2. Recommend me some Dennis Potter. I have so far seen Dreamchild (1985), which I think is the best take on Alice Liddell I have encountered so far, and the original television play of Brimstone and Treacle (1976), which I just discovered and really, really loved. Pennies from Heaven (1978) is up next, because by this point I have no excuse for not having seen it, but what else of his should I know about?

3. Does anyone know if there exist recordings of Lloyd Alexander reading his own work?

[identity profile] xterminal.livejournal.com 2008-09-05 12:16 pm (UTC)(link)
I know there must be other, really obvious examples that I'm missing.

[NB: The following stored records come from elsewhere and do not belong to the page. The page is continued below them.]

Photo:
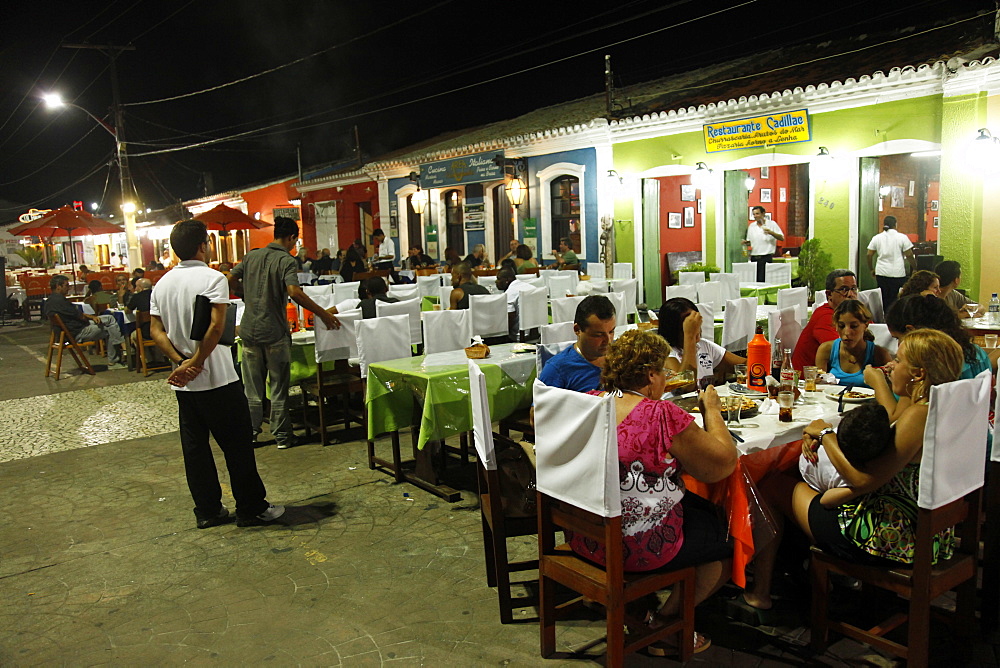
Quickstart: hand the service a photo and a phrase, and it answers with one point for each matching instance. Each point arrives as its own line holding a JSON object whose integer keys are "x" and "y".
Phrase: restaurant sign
{"x": 474, "y": 168}
{"x": 787, "y": 127}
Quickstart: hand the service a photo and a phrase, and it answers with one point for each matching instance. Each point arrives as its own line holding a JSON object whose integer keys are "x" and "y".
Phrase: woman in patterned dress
{"x": 662, "y": 526}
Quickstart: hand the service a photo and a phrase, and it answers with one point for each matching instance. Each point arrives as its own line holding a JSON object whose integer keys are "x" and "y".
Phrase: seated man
{"x": 464, "y": 284}
{"x": 841, "y": 284}
{"x": 84, "y": 327}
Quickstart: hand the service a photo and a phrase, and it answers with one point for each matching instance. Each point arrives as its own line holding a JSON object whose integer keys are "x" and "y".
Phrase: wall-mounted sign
{"x": 474, "y": 168}
{"x": 787, "y": 127}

Weaving historical figures into modern cultural mythology has been having something of a renaissance recently. Teddy Roosevelt and a number of other chaps turn up in Caleb Carr's books (The Alienist is phenomenal). Conan Doyle is a rather popular one, too. Mark Frost did him right in The List of Seven. And I swear I've seen Harry Houdini somewhere in the past couple of years, but I can't remember the book. I remember an opening scene where he was having a fight with his brother in a hotel room in New York City (possibly over a woman)...

And, of course, there's all that alternate-history stuff. I'm not a huge fan-- when I want martial fantasy, I know I can turn to Steve Erikson and Elizabeth Moon and be competently entertained-- but Harry Turtledove is the really big name in the subgenre, I think. I read Guns of the South seven, eight years ago. Meh.